Two of those good decisions involve cleverly incorporating each major hero’s initial into their helm or breastplate and ignoring the historical reality, and portraying the two sides in uniform garb so as to more easily distinguish one from the other. Given the number of characters, and an avalanche of names, anything that helps to separate Greeks from Trojans and tell Achilles from Agamemnon is a boon to the reader. The art is clear and vivid throughout, working hand in hand with the text to clarify, expand, emphasize, and enhance. It’s all well done, but my favorite moments generally are the evening and night scenes, which he casts in a serene color palette that often matches the emotional tone of the scenes.
The story mostly moves along quickly thanks to Hinds’ choices of what to cut, which is a lot, but the core story is here, and he does fill other missing storylines in the addendums. Sometimes the list of deaths can slow things down, basically a catalog of names one after the other, but as Hinds nicely explains in the afterword, he’s simply emulating in abridged fashion Homer’s catalogs, which are there for a reason: that the deaths are given a face, a name, so we mourn a life and not just shrug at another faceless soldier (as the line goes, a thousand deaths is a statistic, a single death is a tragedy). The story, as with the original Iliad, does a nice job of capturing both the glorification of battle in a warrior culture and its butchery/horrific toll. Blood spurts, turns the river red, stains the soil.

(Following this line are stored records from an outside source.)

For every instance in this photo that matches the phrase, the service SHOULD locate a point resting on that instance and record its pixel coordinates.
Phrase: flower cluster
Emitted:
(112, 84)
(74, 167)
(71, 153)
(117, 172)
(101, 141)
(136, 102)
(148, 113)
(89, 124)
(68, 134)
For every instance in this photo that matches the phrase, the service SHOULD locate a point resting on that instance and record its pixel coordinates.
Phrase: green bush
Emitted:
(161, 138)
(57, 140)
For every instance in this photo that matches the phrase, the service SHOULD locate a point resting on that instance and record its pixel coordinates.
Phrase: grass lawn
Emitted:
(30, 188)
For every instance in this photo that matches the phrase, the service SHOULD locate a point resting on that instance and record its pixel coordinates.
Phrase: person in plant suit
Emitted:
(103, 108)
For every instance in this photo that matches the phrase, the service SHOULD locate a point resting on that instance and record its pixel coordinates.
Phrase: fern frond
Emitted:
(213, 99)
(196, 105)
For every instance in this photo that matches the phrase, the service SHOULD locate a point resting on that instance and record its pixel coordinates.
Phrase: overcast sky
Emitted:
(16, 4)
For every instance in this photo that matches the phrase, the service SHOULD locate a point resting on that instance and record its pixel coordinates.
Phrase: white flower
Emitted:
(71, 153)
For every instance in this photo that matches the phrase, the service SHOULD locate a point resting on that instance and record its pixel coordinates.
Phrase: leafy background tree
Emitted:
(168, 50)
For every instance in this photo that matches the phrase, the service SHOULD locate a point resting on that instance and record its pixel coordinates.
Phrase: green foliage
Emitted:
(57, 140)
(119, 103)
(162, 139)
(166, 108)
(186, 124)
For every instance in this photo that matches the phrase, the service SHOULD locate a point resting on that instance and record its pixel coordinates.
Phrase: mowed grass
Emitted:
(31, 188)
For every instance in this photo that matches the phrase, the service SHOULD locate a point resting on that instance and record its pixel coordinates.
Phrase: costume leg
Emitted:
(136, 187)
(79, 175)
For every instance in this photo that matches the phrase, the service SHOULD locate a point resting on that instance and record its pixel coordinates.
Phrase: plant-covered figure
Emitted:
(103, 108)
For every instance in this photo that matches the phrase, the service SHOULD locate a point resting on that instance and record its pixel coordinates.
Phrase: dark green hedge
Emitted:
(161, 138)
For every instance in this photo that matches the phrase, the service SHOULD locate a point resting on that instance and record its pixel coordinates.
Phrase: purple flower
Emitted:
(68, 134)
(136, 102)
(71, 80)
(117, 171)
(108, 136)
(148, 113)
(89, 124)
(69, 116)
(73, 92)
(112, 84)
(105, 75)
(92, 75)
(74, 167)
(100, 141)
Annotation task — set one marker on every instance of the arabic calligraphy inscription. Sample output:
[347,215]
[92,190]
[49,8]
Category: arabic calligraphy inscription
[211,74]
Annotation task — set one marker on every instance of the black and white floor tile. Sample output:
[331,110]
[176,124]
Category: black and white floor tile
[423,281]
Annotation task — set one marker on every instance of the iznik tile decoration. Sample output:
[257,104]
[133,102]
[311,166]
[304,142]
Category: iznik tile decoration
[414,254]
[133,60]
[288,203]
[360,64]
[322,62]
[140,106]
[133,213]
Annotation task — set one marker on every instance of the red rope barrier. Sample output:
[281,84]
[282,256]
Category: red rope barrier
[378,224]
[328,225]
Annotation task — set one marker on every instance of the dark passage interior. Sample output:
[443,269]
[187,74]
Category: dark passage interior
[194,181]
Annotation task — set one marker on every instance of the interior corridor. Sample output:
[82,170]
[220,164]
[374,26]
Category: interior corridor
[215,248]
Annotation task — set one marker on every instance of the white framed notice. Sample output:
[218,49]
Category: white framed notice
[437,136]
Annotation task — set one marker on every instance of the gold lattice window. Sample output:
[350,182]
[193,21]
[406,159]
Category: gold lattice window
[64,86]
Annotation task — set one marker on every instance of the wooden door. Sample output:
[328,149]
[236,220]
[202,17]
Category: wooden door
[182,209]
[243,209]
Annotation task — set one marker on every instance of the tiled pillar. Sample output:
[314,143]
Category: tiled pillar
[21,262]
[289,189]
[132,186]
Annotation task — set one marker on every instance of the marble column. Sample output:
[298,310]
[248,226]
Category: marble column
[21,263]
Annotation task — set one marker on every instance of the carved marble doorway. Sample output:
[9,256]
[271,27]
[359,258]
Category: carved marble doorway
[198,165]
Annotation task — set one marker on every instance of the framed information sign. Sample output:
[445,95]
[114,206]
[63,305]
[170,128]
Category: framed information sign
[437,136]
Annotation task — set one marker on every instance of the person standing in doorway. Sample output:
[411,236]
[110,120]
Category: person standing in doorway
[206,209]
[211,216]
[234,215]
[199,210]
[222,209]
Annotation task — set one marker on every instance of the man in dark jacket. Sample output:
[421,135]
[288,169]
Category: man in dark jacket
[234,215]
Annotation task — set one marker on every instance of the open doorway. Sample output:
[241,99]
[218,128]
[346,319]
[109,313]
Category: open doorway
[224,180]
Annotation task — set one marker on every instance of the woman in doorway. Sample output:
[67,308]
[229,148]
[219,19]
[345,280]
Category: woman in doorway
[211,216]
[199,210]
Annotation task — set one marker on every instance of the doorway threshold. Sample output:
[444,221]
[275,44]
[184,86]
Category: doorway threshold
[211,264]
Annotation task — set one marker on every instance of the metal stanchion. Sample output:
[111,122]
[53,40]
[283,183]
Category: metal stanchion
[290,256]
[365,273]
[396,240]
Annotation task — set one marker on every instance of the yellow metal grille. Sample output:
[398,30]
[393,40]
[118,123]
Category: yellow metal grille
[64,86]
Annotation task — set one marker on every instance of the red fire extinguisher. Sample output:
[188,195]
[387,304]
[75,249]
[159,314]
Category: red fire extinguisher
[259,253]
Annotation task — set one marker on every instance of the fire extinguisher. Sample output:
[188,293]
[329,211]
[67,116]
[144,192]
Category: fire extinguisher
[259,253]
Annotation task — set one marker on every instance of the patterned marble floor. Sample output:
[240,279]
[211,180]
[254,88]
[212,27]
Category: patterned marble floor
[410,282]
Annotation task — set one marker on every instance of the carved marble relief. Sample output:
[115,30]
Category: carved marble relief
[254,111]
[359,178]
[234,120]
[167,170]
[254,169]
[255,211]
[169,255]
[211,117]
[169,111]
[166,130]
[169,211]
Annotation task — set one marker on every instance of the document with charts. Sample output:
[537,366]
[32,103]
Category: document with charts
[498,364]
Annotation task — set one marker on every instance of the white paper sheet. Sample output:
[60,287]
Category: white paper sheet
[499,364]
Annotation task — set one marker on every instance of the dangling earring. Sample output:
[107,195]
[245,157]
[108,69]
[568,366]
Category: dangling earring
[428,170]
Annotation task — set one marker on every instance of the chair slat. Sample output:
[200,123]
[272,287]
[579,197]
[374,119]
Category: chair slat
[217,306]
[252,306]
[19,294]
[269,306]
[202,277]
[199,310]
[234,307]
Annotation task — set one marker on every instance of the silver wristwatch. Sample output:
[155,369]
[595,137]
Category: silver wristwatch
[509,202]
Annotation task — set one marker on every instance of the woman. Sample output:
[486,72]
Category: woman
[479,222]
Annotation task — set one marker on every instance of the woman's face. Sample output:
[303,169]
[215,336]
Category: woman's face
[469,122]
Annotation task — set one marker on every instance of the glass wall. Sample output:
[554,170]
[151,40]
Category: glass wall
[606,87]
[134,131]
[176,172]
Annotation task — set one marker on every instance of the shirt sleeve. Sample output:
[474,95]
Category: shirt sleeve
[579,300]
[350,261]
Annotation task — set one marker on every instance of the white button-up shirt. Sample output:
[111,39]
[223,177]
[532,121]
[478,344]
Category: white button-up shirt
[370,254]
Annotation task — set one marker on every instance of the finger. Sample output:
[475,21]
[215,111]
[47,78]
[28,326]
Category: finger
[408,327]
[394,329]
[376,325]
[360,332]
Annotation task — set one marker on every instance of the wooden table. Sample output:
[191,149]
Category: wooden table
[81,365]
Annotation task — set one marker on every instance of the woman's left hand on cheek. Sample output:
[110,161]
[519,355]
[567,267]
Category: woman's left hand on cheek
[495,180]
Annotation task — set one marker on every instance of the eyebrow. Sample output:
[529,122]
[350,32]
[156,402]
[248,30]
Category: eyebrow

Hinds’ prose style is clear and simple, with a solid rhythm in many places, and is at its best, I’d say, in the longer passages, which are often lyrical or weighted with emotion. As when he describes the truce to allow the sides to bury those killed that day: “With pails they washed the bloody filth away, and then hot tears fell as into waiting carts they lifted up their dead.” Or when he describes the Trojan camps encircling the Greeks: “There are nights when the upper air is windless, the sky so clear that every star shows bright in the firmament … As numerous as were the Trojan fires upon the plain — a thousand fires, with fifty men around each blaze and firelight glinting from their polished war-gear.”
Hinds bookmarks the major story with a prologue and some addendums (maps, character lists, a pantheon graphic, detailed notes on particular scenes) so as to provide some context as to what leads to the war and what follows after Homer’s closing scene (for instance, the Trojan Horse), as well as to flesh out the story a bit more by noting what he’s omitted in a given scene. He also offers up a bibliography noting the translations he used, as well as other resources.
Between Hinds’ work here and on The Odyssey, and George O’Connor’s series of books on the Greek gods, it’s a golden age of graphic retelling of classical Greek myths and both their works are highly recommended for young readers coming to them for the first time, older readers looking to refresh their memories, and parents, educators, and librarians. They’re pretty much must-haves for any home with children.